Obtaining covariates' estimates in rdrobust package

3 min read 05-10-2024
Obtaining covariates' estimates in rdrobust package


Unlocking the Power of Covariates in Regression Discontinuity: A Guide to rdrobust in R

The Regression Discontinuity (RD) design is a powerful tool in causal inference, enabling researchers to estimate treatment effects by exploiting a sharp discontinuity in treatment assignment. While the core RD model focuses on the effect of crossing the treatment threshold, incorporating covariates can significantly enhance the precision and robustness of your analysis. This is where the rdrobust package in R shines, providing a user-friendly way to estimate treatment effects while simultaneously accounting for the influence of covariates.

Understanding the Problem

Imagine you want to assess the impact of a job training program on individuals' earnings. The program is available to those scoring above a certain threshold on an aptitude test. While the program's effect on earnings is the primary interest, other factors like age, education, or prior work experience might also influence earnings and need to be considered. Ignoring these "covariates" can lead to biased estimates of the program's impact.

Exploring the rdrobust Package

The rdrobust package offers a flexible framework for incorporating covariates in RD analysis. It provides functions for:

  • Estimating treatment effects: The rdrobust() function estimates the local average treatment effect (LATE) at the cutoff point, accounting for both the discontinuity in the outcome variable and the impact of covariates.
  • Visualizing the discontinuity: The rdplot() function helps visualize the discontinuity in the outcome variable and the estimated treatment effect.
  • Assessing the robustness of results: The package offers tools like bandwidth selection and sensitivity analysis to assess the stability of the estimated treatment effect.

Let's illustrate with a simple example using the rdrobust package in R. Assume we have data on individuals' earnings (outcome variable), their aptitude test scores (treatment assignment), and their age (covariate). We can use the rdrobust package to estimate the impact of the job training program on earnings, controlling for age.

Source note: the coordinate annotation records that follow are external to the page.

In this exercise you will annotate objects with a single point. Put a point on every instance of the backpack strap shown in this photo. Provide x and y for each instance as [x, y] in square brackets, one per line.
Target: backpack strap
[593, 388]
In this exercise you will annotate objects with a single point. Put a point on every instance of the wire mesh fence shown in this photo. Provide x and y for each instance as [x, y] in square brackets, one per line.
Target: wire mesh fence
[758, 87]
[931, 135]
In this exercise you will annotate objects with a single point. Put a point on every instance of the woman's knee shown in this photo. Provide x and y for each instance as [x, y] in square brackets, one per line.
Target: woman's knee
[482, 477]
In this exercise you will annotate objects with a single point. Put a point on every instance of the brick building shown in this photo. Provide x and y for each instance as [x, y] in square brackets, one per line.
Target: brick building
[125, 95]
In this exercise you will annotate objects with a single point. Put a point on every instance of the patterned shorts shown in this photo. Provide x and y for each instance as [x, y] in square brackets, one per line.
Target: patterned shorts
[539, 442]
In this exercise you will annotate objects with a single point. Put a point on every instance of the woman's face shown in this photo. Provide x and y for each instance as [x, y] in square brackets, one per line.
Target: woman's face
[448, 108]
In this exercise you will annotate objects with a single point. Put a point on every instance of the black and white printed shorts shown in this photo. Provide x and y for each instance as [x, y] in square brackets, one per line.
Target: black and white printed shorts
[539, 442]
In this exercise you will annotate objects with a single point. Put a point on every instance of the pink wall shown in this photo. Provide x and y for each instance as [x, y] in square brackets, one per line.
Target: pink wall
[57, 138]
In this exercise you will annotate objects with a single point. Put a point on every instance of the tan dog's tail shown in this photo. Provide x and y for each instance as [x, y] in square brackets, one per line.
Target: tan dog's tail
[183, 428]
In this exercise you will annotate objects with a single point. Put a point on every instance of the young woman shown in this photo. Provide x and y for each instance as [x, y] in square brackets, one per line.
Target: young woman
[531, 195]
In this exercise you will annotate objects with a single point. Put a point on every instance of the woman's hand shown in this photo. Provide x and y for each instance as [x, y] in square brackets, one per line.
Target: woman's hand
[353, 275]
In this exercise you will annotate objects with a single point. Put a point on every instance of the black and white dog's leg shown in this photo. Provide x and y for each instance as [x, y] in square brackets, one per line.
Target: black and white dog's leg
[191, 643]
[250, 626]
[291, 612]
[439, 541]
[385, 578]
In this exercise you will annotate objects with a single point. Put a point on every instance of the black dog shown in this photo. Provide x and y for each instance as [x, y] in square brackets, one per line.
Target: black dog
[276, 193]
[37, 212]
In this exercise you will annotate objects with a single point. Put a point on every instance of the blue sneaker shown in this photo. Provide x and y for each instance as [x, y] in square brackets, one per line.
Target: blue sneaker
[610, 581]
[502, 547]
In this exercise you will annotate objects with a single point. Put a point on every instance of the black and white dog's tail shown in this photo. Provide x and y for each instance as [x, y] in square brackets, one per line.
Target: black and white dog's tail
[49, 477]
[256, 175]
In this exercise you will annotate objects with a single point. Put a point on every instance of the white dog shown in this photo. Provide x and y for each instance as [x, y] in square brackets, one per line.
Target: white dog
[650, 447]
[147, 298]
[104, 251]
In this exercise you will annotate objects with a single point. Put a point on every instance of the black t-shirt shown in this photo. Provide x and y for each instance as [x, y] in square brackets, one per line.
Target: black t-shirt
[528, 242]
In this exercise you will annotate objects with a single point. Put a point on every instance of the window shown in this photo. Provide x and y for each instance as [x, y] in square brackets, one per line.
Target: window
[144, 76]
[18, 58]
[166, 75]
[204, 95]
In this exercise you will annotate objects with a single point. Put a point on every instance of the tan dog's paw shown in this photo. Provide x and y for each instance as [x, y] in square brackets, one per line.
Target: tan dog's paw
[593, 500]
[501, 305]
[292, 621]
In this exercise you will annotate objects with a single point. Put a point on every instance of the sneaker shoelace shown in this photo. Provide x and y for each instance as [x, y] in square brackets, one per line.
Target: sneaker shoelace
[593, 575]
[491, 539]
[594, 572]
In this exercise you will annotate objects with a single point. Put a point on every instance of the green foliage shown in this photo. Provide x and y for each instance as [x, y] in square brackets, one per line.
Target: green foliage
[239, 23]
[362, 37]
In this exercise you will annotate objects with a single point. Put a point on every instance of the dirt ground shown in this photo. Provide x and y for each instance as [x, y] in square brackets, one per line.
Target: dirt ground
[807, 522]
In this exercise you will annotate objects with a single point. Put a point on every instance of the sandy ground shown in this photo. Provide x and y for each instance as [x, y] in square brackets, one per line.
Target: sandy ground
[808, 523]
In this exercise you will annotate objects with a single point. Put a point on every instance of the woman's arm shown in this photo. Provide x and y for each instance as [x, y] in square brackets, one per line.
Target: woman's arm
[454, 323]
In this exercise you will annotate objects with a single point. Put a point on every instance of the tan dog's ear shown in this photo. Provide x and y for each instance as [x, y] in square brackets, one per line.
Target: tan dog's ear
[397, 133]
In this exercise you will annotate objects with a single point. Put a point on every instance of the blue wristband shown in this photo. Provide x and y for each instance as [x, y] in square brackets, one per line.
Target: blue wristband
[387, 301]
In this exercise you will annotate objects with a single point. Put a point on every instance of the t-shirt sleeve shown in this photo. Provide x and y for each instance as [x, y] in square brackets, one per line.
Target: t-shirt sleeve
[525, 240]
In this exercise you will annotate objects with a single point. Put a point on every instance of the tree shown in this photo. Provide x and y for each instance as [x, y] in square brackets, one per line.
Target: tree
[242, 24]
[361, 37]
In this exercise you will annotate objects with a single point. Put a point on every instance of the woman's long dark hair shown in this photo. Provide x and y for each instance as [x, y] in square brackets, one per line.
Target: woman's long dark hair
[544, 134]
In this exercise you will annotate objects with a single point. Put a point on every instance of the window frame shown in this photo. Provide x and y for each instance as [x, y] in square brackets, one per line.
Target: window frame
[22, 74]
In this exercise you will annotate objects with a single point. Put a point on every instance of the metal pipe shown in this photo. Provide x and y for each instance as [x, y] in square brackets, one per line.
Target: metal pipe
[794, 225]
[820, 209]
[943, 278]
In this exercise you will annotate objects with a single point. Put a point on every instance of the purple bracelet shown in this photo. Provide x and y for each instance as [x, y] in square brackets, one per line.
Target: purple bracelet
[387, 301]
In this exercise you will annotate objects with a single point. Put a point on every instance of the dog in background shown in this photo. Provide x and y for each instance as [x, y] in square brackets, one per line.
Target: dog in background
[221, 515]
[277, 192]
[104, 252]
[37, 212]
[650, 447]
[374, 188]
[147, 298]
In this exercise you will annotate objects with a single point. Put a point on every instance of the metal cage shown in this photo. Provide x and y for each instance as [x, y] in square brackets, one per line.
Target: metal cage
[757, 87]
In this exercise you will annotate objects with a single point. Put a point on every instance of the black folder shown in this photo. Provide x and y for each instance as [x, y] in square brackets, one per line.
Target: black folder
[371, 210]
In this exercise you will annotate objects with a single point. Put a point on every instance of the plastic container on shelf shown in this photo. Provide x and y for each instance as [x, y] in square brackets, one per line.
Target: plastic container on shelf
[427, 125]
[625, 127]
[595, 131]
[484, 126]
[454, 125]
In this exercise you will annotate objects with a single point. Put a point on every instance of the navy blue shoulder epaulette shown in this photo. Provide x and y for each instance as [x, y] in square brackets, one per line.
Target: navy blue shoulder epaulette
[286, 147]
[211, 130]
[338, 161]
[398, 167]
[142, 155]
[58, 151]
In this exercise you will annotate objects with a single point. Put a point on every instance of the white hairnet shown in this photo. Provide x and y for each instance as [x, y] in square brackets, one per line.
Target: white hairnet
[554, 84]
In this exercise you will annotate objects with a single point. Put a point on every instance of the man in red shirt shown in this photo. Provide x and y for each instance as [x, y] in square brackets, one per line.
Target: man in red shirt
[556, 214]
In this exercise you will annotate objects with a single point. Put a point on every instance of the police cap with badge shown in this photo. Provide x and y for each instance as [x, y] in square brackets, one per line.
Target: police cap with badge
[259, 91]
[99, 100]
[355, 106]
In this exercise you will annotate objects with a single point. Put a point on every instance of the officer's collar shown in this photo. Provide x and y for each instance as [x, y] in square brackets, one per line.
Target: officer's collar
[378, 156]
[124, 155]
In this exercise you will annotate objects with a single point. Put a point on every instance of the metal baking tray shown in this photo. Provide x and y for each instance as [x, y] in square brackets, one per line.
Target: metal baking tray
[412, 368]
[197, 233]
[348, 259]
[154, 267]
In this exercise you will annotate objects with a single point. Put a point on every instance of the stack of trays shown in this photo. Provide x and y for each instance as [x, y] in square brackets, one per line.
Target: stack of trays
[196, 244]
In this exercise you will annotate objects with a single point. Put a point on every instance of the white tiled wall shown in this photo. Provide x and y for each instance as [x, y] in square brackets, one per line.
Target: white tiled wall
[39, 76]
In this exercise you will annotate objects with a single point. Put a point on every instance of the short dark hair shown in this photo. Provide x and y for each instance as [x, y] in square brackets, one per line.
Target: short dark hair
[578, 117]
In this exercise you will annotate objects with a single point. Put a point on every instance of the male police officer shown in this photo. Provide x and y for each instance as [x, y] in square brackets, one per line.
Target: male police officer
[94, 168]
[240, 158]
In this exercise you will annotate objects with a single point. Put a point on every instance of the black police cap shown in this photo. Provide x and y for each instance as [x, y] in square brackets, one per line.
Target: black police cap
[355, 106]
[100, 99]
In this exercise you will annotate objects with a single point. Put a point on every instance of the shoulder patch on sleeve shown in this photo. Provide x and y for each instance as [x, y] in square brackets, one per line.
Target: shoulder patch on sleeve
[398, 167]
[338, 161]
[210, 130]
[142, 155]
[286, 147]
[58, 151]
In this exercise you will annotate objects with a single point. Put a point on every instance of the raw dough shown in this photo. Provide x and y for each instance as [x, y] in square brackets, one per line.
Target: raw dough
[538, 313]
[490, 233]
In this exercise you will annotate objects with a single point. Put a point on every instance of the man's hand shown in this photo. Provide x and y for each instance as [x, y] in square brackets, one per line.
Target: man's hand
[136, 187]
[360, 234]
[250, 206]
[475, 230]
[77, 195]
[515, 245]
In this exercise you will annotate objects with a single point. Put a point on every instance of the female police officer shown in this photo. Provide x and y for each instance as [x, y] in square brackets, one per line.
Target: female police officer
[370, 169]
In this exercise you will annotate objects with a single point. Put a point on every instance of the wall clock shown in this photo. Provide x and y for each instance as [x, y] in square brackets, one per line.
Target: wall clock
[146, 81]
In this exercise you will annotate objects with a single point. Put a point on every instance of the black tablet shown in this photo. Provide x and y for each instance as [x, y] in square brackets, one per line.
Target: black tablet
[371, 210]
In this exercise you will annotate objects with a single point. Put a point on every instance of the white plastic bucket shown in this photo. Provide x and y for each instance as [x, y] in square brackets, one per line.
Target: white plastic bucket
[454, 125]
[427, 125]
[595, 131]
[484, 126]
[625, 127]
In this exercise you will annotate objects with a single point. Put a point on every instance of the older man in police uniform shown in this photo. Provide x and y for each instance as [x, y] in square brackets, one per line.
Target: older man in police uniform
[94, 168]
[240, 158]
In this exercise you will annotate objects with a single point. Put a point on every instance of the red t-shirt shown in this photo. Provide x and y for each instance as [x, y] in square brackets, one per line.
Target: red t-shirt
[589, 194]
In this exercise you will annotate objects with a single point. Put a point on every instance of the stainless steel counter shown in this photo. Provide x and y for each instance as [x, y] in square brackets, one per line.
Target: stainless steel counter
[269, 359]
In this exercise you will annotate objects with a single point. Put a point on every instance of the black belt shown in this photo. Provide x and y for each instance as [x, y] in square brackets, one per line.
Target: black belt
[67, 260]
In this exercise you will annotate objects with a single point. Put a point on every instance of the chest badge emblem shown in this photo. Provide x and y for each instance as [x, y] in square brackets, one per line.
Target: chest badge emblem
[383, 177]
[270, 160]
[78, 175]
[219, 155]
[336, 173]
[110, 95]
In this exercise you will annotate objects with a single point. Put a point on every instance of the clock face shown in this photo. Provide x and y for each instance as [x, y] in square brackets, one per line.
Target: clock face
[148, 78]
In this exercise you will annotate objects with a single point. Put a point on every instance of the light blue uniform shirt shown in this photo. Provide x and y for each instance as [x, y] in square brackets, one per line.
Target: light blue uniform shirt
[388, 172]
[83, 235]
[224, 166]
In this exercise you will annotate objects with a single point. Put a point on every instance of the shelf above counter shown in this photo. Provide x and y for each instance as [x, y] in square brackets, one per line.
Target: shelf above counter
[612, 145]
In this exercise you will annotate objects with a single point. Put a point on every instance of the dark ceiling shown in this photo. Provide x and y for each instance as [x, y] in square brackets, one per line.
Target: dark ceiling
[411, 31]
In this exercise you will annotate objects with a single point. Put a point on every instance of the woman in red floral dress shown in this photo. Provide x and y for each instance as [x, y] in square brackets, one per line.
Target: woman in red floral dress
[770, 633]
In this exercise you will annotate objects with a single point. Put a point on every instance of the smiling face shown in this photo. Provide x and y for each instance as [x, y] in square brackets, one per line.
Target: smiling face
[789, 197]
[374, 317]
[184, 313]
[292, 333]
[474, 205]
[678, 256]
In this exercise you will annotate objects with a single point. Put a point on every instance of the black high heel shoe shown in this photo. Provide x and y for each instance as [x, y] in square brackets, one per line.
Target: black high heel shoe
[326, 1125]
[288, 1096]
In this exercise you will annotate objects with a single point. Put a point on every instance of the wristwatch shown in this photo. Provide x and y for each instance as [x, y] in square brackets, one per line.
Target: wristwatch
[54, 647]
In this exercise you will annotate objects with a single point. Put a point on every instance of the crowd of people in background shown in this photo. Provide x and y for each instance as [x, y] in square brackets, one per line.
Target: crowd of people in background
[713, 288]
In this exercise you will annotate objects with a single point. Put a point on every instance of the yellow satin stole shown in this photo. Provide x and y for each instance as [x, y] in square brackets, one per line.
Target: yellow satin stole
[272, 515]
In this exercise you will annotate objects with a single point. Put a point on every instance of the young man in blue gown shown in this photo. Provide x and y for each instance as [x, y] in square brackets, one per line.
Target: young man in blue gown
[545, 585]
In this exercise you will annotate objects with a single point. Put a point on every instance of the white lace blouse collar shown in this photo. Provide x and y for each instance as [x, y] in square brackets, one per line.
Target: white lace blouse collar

# Load the rdrobust package
library(rdrobust)

# Load the data
data <- read.csv("your_data.csv")

# Estimate the treatment effect using rdrobust
rd_results <- rdrobust(
  y = data$earnings,
  x = data$aptitude_score,
  c = cutoff_score,
  covariates = data$age
)

# Print the results
summary(rd_results)

# Visualize the results
rdplot(rd_results)

This code snippet estimates the LATE of the job training program on earnings, controlling for age. The summary() function provides details about the estimated LATE, standard errors, and other relevant statistics. The rdplot() function visualizes the estimated discontinuity in earnings around the cutoff point, taking into account the effect of age.

Key Advantages of using rdrobust

  • Increased Precision: Incorporating covariates can reduce the variance of the estimated treatment effect, leading to more precise estimates.
  • Improved Robustness: Accounting for relevant covariates enhances the robustness of your findings by mitigating potential confounding effects.
  • Simplified Analysis: rdrobust provides a user-friendly interface, simplifying the process of including covariates in your RD analysis.

Beyond the Basics

The rdrobust package offers additional features, including:

  • Kernel bandwidth selection: The package provides methods for selecting optimal bandwidths for the kernel regression, ensuring more precise estimates.
  • Robustness checks: You can perform sensitivity analyses to assess the impact of varying bandwidths, kernel functions, and other model assumptions.
  • Heterogeneity analysis: rdrobust allows you to explore potential heterogeneity in the treatment effect across different groups.

Conclusion

The rdrobust package provides a comprehensive suite of tools for estimating treatment effects in RD designs, incorporating covariates to enhance precision and robustness. By understanding the benefits of covariates and mastering the functionality of this package, you can elevate your RD analysis and gain valuable insights into causal relationships.

Resources:

This article aims to provide a basic introduction to using the rdrobust package. For more advanced applications and detailed explanations, refer to the resources mentioned above.